Scan von Scanlab

Scanalign erweitert Scan-Systeme um eine hochpräzise Kalibrierung des gesamten Arbeitsumfeldes.

Die einfach zu bedienende Bildverarbeitungslösung Scanalign erweitert Scan-Systeme um eine hochpräzise Kalibrierung des gesamten Arbeitsfeldes. So gelingt eine automatisierte Prozessausrichtung und visuelle Qualitätskontrolle der Laserprozessergebnisse, die Ausschuss vermeidet und Geld spart. Sobald Laser-Applikationen sehr hohe Erwartungen an die Maßhaltigkeit und an die exakte Positionierung auf Bauteilen – womöglich über einen langen Zeitraum von mehreren Tagen oder über mehrere Chargen hinweg – erfordern, wird Qualitätskontrolle ein zentraler Aspekt. Eine ideale Lösung für diese Herausforderung ist eine in die Anlage integrierte, kamerabasierte Kalibrierlösung, die eine Bildfeldkorrektur und die Lageermittlung der Bauteile direkt übernimmt.

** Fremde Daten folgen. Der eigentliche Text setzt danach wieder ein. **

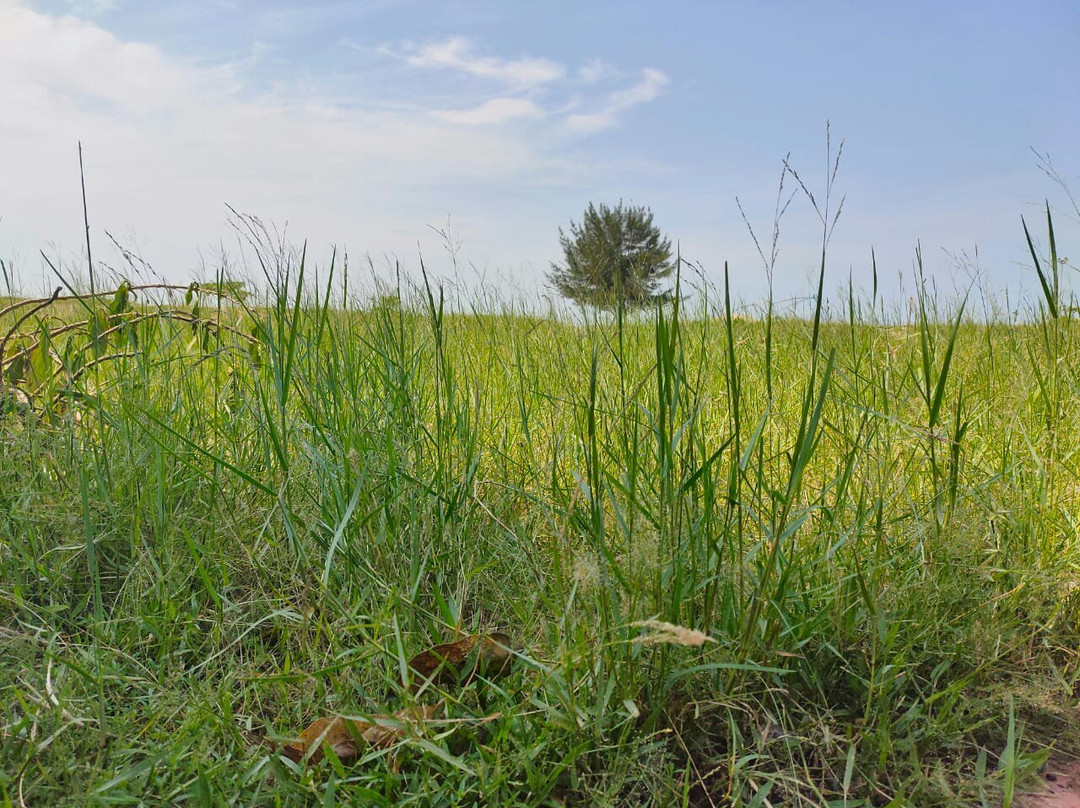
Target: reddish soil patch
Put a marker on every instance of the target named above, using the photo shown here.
(1061, 788)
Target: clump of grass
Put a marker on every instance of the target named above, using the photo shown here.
(838, 570)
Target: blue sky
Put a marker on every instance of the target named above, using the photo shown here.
(369, 124)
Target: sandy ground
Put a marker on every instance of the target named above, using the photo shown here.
(1061, 788)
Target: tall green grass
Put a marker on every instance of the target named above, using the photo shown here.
(252, 514)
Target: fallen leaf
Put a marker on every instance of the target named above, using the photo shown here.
(455, 663)
(350, 737)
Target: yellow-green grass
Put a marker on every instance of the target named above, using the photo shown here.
(220, 538)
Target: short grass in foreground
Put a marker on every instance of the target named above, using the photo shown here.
(874, 523)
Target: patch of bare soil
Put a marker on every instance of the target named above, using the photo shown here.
(1061, 788)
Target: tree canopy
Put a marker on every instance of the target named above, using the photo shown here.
(615, 257)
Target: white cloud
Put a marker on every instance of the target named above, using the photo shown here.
(650, 85)
(496, 110)
(457, 54)
(169, 144)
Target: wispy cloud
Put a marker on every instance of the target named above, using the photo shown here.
(458, 53)
(494, 111)
(650, 85)
(595, 70)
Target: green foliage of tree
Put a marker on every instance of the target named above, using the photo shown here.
(616, 256)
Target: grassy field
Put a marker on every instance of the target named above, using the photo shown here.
(220, 521)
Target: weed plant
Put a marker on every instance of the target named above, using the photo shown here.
(251, 516)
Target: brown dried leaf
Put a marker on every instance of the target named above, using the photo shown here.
(349, 737)
(454, 663)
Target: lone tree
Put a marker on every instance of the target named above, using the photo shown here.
(616, 257)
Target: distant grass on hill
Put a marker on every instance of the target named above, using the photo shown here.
(210, 538)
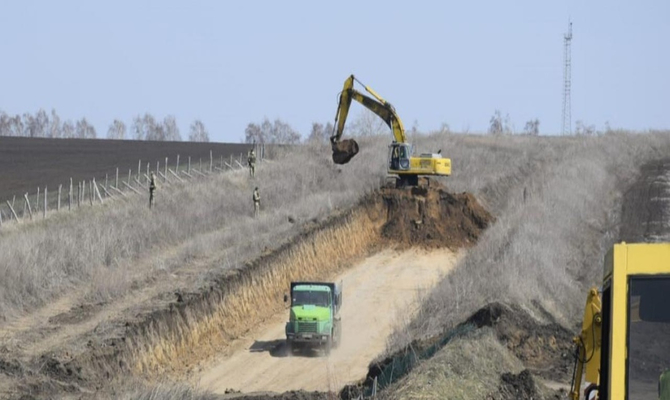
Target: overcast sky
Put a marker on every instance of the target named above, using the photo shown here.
(231, 63)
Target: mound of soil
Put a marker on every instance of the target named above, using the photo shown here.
(432, 217)
(344, 151)
(516, 386)
(545, 350)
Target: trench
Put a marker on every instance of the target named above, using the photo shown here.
(194, 328)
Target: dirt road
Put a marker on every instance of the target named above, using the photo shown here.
(378, 293)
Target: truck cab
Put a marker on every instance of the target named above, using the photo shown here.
(624, 346)
(314, 319)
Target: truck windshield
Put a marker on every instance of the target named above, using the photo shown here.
(649, 339)
(308, 297)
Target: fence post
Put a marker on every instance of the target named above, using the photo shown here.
(11, 208)
(97, 191)
(29, 209)
(69, 197)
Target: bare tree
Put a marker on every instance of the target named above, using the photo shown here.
(54, 126)
(41, 122)
(582, 129)
(253, 134)
(16, 126)
(320, 133)
(68, 131)
(84, 130)
(532, 127)
(367, 124)
(198, 132)
(117, 130)
(499, 125)
(5, 124)
(170, 128)
(29, 126)
(278, 132)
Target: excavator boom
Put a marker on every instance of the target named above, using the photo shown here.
(401, 162)
(377, 105)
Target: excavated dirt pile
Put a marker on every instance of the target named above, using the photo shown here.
(545, 350)
(432, 217)
(344, 151)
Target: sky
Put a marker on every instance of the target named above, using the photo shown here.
(230, 63)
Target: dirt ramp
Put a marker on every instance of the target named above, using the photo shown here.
(433, 217)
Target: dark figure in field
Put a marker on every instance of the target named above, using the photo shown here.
(664, 385)
(257, 202)
(152, 189)
(251, 161)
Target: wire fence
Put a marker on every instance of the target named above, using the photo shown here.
(77, 194)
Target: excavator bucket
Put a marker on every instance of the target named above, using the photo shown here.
(344, 151)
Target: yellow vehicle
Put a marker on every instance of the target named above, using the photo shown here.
(401, 163)
(623, 351)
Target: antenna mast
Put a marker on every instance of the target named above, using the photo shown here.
(566, 128)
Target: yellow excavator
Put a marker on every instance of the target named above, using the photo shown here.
(623, 351)
(401, 163)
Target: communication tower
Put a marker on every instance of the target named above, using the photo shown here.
(566, 128)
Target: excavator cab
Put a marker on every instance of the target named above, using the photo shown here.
(399, 154)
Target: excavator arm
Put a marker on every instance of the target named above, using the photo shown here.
(589, 344)
(345, 150)
(377, 105)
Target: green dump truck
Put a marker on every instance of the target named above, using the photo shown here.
(314, 319)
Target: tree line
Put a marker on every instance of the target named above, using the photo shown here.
(143, 127)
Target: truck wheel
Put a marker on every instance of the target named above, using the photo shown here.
(329, 345)
(338, 335)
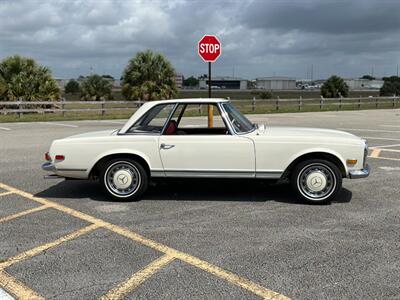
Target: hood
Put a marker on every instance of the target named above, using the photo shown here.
(296, 132)
(94, 134)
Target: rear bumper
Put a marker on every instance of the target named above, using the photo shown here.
(49, 167)
(355, 174)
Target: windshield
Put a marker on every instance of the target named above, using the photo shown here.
(154, 120)
(239, 122)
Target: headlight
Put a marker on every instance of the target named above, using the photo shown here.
(365, 153)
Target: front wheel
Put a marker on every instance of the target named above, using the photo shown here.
(124, 179)
(316, 180)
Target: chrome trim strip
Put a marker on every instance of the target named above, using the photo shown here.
(269, 175)
(171, 114)
(72, 170)
(225, 118)
(209, 174)
(355, 174)
(48, 166)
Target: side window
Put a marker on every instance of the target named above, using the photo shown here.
(193, 119)
(154, 120)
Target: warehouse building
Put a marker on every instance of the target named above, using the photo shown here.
(179, 80)
(233, 83)
(276, 83)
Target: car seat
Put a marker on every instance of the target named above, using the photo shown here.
(171, 128)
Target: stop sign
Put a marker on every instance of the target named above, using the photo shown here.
(209, 48)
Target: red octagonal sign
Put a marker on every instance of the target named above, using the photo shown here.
(209, 48)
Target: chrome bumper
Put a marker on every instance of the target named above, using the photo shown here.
(360, 173)
(49, 167)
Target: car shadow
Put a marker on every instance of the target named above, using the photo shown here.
(190, 190)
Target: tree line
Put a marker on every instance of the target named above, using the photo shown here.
(148, 76)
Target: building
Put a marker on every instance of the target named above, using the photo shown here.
(61, 82)
(276, 83)
(179, 80)
(218, 82)
(364, 84)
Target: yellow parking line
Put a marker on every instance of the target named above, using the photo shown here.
(123, 289)
(5, 193)
(23, 213)
(375, 153)
(37, 250)
(17, 288)
(210, 268)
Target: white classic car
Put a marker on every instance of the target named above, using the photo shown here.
(172, 138)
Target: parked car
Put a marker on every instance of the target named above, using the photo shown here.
(163, 139)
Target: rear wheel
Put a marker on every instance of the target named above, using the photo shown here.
(124, 179)
(316, 180)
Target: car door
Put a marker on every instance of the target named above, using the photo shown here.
(206, 155)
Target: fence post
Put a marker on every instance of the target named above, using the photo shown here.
(19, 108)
(63, 107)
(300, 101)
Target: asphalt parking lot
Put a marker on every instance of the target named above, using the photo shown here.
(208, 239)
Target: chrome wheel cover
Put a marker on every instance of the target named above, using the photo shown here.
(122, 179)
(316, 182)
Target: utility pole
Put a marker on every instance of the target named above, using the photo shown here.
(312, 72)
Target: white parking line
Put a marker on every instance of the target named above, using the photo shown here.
(371, 130)
(59, 124)
(113, 122)
(397, 126)
(386, 150)
(386, 146)
(5, 296)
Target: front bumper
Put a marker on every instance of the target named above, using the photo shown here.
(355, 174)
(49, 167)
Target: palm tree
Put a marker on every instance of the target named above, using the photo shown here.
(22, 78)
(334, 87)
(148, 76)
(95, 87)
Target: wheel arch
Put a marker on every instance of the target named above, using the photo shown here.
(333, 158)
(95, 170)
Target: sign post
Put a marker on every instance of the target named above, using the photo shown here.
(209, 49)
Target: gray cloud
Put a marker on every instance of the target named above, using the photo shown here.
(259, 38)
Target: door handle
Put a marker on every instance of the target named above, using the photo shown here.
(166, 146)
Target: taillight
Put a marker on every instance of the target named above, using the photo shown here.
(47, 156)
(60, 157)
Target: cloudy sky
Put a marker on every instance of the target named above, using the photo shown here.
(260, 38)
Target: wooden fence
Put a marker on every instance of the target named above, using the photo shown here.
(249, 105)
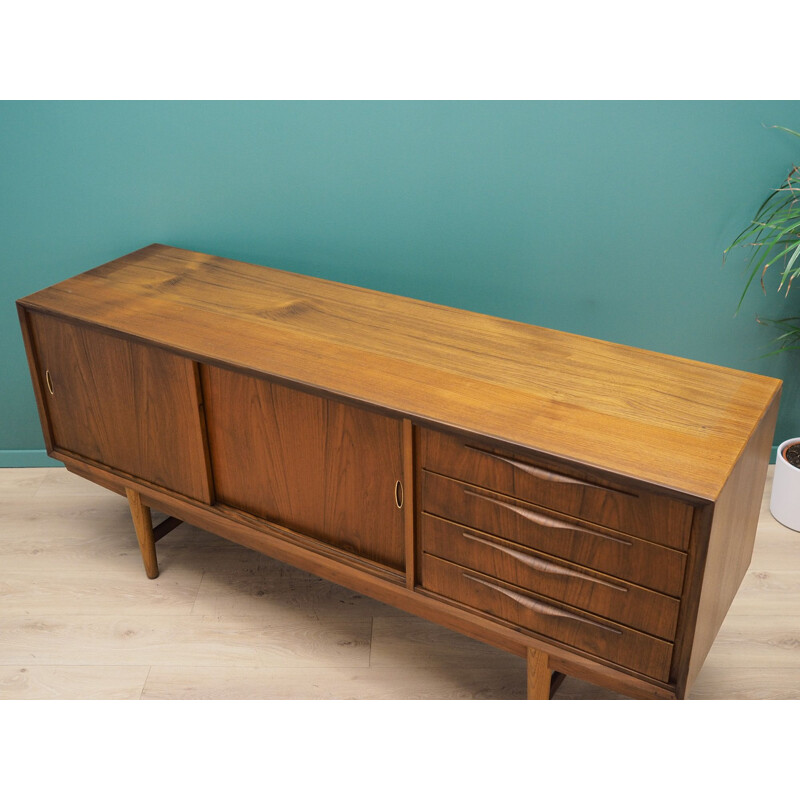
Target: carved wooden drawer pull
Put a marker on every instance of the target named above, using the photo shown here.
(541, 564)
(545, 521)
(544, 474)
(539, 607)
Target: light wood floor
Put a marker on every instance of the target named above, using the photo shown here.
(79, 619)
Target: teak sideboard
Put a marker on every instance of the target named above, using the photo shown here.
(588, 506)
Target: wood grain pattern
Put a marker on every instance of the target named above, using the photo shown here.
(608, 597)
(332, 426)
(581, 494)
(323, 468)
(579, 542)
(428, 362)
(131, 407)
(409, 506)
(143, 523)
(727, 557)
(623, 646)
(539, 675)
(460, 620)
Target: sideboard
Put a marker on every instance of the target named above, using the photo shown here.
(588, 506)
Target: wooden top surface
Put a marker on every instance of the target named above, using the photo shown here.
(677, 423)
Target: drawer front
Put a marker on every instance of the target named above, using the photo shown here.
(599, 594)
(648, 516)
(613, 553)
(506, 602)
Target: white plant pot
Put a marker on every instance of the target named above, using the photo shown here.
(785, 501)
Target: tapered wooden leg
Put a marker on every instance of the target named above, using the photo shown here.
(143, 523)
(539, 675)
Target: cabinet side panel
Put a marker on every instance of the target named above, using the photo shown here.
(169, 427)
(89, 395)
(38, 388)
(132, 407)
(731, 539)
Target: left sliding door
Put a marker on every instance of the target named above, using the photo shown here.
(133, 407)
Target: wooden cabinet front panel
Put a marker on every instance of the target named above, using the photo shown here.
(320, 467)
(599, 594)
(583, 543)
(654, 517)
(132, 407)
(616, 643)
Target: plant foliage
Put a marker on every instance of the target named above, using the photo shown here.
(774, 236)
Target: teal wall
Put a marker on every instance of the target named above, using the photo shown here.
(602, 218)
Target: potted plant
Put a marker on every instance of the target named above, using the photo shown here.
(774, 237)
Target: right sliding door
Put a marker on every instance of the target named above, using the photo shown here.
(317, 466)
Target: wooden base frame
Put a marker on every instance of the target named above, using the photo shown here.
(542, 680)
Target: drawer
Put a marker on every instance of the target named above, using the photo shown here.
(611, 552)
(509, 603)
(599, 594)
(657, 518)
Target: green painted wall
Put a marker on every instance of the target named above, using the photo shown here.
(602, 218)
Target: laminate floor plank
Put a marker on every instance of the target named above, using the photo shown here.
(286, 590)
(406, 642)
(117, 592)
(79, 619)
(129, 640)
(72, 683)
(314, 683)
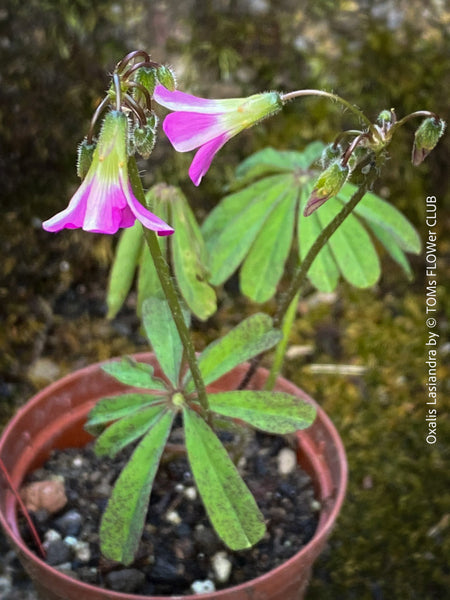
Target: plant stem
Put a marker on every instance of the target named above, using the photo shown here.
(301, 273)
(353, 109)
(170, 292)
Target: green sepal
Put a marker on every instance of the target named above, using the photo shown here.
(123, 520)
(189, 259)
(229, 504)
(122, 271)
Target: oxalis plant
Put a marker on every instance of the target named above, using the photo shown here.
(320, 196)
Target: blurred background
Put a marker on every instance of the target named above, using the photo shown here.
(392, 540)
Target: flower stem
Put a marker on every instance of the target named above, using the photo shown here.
(170, 292)
(353, 109)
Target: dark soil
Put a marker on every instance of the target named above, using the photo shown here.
(178, 547)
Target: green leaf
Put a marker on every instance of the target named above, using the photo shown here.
(376, 211)
(127, 430)
(123, 520)
(323, 273)
(264, 265)
(189, 259)
(163, 335)
(231, 508)
(274, 412)
(233, 225)
(269, 161)
(114, 407)
(251, 337)
(351, 246)
(395, 251)
(130, 372)
(122, 271)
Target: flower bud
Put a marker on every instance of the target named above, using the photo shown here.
(166, 77)
(144, 140)
(327, 185)
(147, 78)
(426, 138)
(84, 157)
(329, 154)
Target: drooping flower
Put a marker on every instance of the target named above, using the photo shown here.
(209, 124)
(105, 202)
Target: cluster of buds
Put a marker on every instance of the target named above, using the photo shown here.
(338, 164)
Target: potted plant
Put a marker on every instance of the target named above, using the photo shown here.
(136, 400)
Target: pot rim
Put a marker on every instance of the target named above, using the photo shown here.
(326, 520)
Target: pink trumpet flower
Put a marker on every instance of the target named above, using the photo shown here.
(209, 124)
(105, 202)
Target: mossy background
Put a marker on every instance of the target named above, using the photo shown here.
(392, 538)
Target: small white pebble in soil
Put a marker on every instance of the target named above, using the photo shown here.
(173, 517)
(315, 505)
(69, 540)
(203, 587)
(287, 461)
(221, 566)
(82, 551)
(51, 535)
(190, 493)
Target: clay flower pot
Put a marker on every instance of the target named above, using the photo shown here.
(54, 418)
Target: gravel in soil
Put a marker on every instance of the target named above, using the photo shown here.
(179, 552)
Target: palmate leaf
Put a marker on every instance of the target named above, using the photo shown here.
(233, 225)
(263, 267)
(163, 335)
(123, 520)
(128, 429)
(251, 337)
(115, 407)
(231, 507)
(130, 372)
(251, 228)
(274, 412)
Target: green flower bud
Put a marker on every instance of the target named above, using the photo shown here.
(84, 157)
(329, 154)
(144, 140)
(327, 185)
(426, 138)
(166, 77)
(147, 78)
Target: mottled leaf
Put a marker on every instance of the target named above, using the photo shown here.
(123, 520)
(274, 412)
(231, 507)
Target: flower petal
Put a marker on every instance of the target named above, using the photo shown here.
(147, 218)
(187, 130)
(180, 101)
(203, 158)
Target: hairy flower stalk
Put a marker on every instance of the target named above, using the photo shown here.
(209, 124)
(105, 202)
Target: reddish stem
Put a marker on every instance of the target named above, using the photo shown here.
(23, 508)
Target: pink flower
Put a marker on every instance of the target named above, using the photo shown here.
(208, 124)
(105, 202)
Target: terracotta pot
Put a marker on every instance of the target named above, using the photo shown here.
(54, 418)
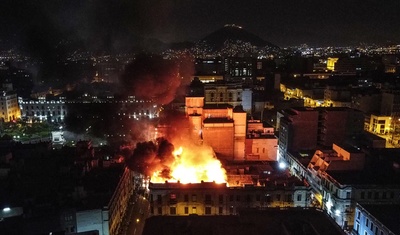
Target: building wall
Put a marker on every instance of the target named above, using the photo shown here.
(44, 110)
(221, 200)
(365, 223)
(9, 106)
(264, 149)
(220, 136)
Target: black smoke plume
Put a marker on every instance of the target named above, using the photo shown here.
(150, 156)
(154, 78)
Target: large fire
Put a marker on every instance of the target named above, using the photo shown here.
(192, 167)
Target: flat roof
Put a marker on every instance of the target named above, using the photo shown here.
(217, 106)
(218, 120)
(388, 215)
(250, 222)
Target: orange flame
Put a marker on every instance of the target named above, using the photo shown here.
(194, 167)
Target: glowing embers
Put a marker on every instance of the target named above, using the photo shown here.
(192, 167)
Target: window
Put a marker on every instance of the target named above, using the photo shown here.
(221, 198)
(172, 210)
(208, 210)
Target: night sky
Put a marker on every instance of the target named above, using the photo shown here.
(282, 22)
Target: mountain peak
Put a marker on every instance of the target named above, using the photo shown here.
(233, 33)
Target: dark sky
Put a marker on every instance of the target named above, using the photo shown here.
(282, 22)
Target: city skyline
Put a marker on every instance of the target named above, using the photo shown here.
(36, 25)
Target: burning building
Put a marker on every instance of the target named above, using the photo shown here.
(210, 198)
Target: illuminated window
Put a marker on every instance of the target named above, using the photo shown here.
(208, 210)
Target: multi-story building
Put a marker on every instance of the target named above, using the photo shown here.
(306, 128)
(261, 143)
(228, 93)
(9, 105)
(44, 110)
(337, 97)
(208, 198)
(376, 219)
(104, 218)
(342, 176)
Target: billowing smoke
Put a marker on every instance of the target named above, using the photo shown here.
(154, 78)
(152, 156)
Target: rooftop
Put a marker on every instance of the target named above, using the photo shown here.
(388, 215)
(250, 222)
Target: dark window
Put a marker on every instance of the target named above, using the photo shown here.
(248, 198)
(172, 210)
(221, 198)
(208, 210)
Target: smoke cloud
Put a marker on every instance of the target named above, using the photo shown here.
(157, 79)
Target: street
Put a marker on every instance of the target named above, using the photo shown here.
(137, 212)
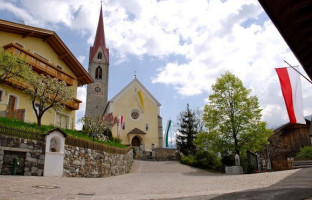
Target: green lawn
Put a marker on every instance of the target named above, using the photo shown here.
(23, 126)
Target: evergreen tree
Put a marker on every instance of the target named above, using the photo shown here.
(187, 131)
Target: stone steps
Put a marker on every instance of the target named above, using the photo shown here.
(302, 164)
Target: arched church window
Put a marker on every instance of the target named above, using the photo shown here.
(100, 55)
(98, 73)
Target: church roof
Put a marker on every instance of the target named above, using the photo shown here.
(136, 131)
(51, 38)
(135, 80)
(99, 40)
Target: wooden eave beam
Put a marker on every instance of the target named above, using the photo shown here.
(301, 5)
(63, 56)
(28, 34)
(80, 78)
(48, 38)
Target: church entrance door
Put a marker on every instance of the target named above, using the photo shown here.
(136, 141)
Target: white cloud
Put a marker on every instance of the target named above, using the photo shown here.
(213, 36)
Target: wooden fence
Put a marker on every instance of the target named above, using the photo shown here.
(70, 140)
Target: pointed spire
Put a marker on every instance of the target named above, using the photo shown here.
(99, 40)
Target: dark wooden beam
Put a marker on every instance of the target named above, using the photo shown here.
(48, 38)
(80, 78)
(63, 56)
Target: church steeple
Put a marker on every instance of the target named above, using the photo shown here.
(97, 92)
(99, 40)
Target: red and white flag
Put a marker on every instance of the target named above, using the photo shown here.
(292, 92)
(120, 125)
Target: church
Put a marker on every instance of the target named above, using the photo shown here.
(140, 123)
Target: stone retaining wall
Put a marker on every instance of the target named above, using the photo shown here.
(30, 155)
(164, 154)
(81, 162)
(78, 162)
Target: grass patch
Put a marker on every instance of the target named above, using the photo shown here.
(32, 127)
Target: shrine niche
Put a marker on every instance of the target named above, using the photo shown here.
(54, 152)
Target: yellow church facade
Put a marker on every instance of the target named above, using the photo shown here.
(46, 53)
(141, 124)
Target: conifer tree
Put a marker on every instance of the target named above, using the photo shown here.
(187, 131)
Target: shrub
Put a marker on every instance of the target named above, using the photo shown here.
(188, 160)
(305, 153)
(228, 160)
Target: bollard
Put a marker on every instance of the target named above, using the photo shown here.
(14, 165)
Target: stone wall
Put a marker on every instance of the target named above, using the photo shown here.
(81, 162)
(164, 154)
(78, 162)
(30, 154)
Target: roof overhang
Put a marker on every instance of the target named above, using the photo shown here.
(56, 44)
(293, 19)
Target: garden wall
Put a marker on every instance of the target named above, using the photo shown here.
(165, 154)
(82, 162)
(78, 161)
(30, 155)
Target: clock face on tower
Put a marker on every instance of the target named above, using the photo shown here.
(97, 89)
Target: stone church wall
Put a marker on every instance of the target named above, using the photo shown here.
(81, 162)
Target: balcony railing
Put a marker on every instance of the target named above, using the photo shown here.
(40, 65)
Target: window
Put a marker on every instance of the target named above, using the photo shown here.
(100, 56)
(59, 67)
(12, 103)
(42, 57)
(98, 73)
(62, 120)
(135, 114)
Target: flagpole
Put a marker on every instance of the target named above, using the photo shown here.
(298, 72)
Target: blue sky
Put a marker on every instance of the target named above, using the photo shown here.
(177, 48)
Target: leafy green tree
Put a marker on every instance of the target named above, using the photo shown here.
(12, 66)
(45, 93)
(187, 131)
(232, 118)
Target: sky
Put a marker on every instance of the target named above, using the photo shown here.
(177, 48)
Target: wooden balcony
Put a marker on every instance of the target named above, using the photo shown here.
(40, 65)
(74, 105)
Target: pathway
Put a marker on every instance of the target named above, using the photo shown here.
(152, 180)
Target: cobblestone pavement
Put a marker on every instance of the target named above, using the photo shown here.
(156, 180)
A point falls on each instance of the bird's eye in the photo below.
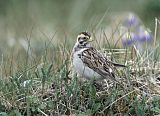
(81, 42)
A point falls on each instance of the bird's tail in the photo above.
(119, 65)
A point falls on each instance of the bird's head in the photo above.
(84, 39)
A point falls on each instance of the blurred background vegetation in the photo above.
(19, 17)
(33, 23)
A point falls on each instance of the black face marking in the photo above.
(86, 34)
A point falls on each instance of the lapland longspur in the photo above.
(89, 62)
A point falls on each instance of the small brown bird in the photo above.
(89, 62)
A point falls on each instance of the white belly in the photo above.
(82, 69)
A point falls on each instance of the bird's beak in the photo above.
(90, 39)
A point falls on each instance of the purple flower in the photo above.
(131, 20)
(140, 36)
(144, 35)
(129, 39)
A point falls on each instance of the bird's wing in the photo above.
(98, 62)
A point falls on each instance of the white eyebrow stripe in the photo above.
(82, 35)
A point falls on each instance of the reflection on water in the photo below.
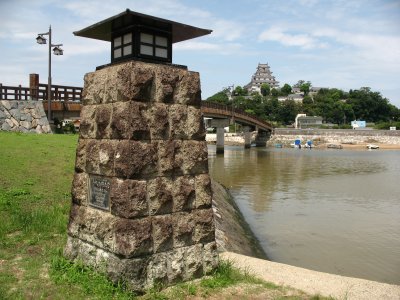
(334, 211)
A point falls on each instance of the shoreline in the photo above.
(237, 244)
(314, 282)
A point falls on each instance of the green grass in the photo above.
(36, 173)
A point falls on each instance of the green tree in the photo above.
(369, 106)
(288, 111)
(286, 89)
(265, 89)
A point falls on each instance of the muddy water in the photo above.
(333, 211)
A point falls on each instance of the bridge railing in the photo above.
(14, 92)
(58, 93)
(232, 111)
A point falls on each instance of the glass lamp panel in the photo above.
(161, 41)
(128, 38)
(161, 52)
(146, 38)
(146, 50)
(127, 50)
(117, 53)
(117, 41)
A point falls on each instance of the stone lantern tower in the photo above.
(141, 197)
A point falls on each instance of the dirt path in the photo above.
(313, 282)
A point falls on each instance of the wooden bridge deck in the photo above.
(67, 99)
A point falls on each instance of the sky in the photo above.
(343, 44)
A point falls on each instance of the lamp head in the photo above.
(41, 40)
(57, 50)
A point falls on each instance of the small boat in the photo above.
(334, 146)
(372, 146)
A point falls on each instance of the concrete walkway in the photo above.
(313, 282)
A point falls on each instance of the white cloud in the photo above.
(303, 40)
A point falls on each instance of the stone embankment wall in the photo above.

Bei der Bildverarbeitungslösung Scanalign nimmt eine Kamera Bilder koaxial über einen Kameraadapter oder seitlich montiert über ein Standard-Objektiv auf. Durch intelligente Algorithmen werden die gesammelten Bildinformationen in Laserkoordinaten transferiert und ermöglichen so eine direkte Korrektur der Laser-Scan-Prozesse. Die Bedienung des Systems erfolgt über eine übersichtliche graphische Benutzeroberfläche (GUI), Programmierkenntnisse sind nicht erforderlich. Für die Einbindung in die Anlagentechnik steht eine managed-code Programmierbibliothek oder das TCP/IP-Protokoll zur Verfügung. Damit liefert die Bildverarbeitungssoftware Berechnungsergebnisse, die von Laserbearbeitungs-Software, wie beispielsweise Laserdesk, genutzt werden können, um Scan-Vorlagen relativ zur tatsächlichen Position und Orientierung des Werkstücks auszurichten. Bei Erkennen eines Fehlers kann der Bearbeitungsvorgang umgehend abgebrochen werden. Auf diese Weise ist eine zeitaufwändige, präzise Positionierung des Werkstücks im Scan-Kopf-Arbeitsfeld nicht erforderlich und trotzdem sind beste Prozessergebnisse sichergestellt, heißt es.